Klein’s account of living through the Holocaust is documented in her autobiography, All But My Life, in print for 46 years in 55 editions, which has attained the status of a classic. The book depicts her view of the dark years of the Holocaust, a progression that ultimately led to her liberation from a death march by her future husband, Kurt Klein, an American intelligence officer. Her testimony is so compelling that All But My Life has become required reading in some school districts throughout the U.S. The Kleins’ last book together was The Hours After: Letters of Love and Longing in War’s Aftermath. Her most recent book, The Wings of EPOH, is about a boy struggling with an autism spectrum disorder and the personal courage he finds from an unlikely relationship with an empathetic butterfly.

The Kleins’ story is portrayed in the film Testimony, a permanent exhibit at the U.S. Holocaust Memorial Museum in Washington. In June 1997, Klein was appointed to the council of the Holocaust Museum by President Clinton. The 1995 HBO documentary, One Survivor Remembers, in which Klein recounts some of her wartime experiences, won a TV Emmy Award, two Cable Ace Awards, and an Oscar.

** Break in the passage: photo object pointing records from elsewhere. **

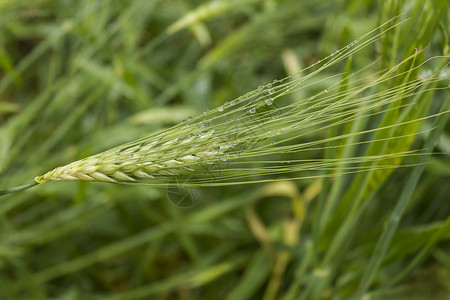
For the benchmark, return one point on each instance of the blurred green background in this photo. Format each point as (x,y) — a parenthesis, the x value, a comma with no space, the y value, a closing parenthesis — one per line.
(78,77)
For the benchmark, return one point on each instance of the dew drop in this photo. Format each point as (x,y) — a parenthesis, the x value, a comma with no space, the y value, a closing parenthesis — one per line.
(269,101)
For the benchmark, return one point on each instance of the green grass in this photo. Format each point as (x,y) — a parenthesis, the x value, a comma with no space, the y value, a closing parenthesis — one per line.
(78,79)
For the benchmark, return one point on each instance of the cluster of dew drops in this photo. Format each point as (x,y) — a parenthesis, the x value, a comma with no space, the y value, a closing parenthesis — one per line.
(268,94)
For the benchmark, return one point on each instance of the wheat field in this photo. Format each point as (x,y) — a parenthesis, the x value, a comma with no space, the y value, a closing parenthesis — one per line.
(250,149)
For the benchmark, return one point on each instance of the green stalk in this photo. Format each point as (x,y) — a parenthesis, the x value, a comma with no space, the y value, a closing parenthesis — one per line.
(385,239)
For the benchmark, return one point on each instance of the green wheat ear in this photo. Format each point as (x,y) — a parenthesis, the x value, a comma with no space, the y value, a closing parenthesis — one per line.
(246,132)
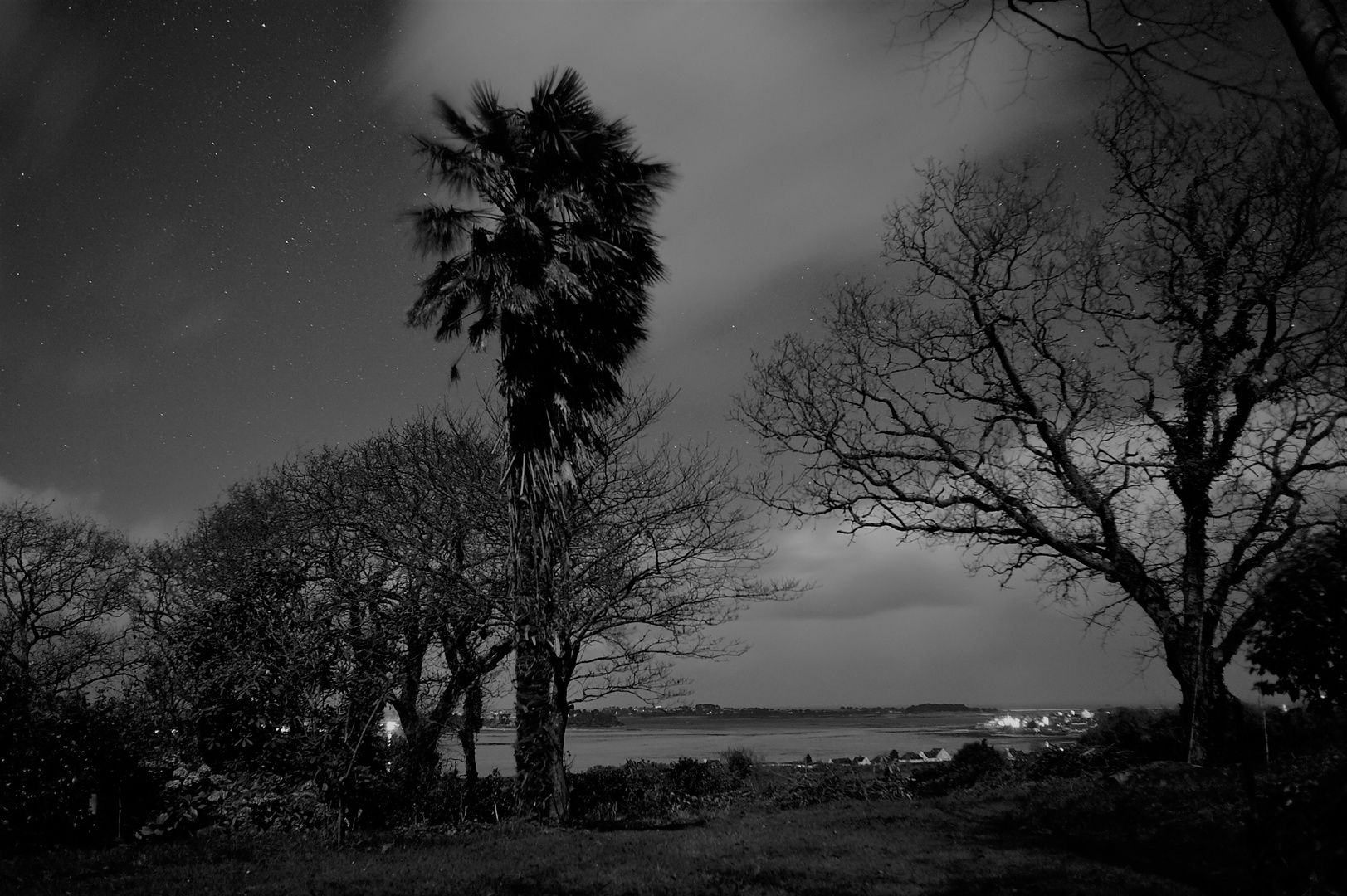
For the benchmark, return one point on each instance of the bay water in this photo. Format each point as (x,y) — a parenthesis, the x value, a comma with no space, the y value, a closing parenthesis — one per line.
(780,738)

In 1996, Klein was one of five women to receive the prestigious international Lion of Judah award in Jerusalem. She was featured on the cover of a McDougall-Littel educational textbook, The Americans, alongside such other notable figures as Franklin D. Roosevelt, Martin Luther King Jr., Ronald Reagan, and Gen. Norman Schwartzkopf. In January of 2006, Klein was the keynote speaker at the United Nation’s first official observance of the Holocaust. Her presentation received a standing ovation from the audience in the General Assembly and was covered by most major media.

Klein’s constant striving for the preservation of human rights and dignity has earned her seven Doctorates of Humane Letters, along with countless other awards. In 1998 along with her late husband, Klein founded the Gerda and Kurt Klein Foundation (www.kleinfoundation.org) to promote tolerance, lessen prejudice, and encourage community service focused on local hunger relief. Her recent television appearances include 60 Minutes, Oprah, and CBS Sunday Morning. She and her late husband have three children and eight grandchildren.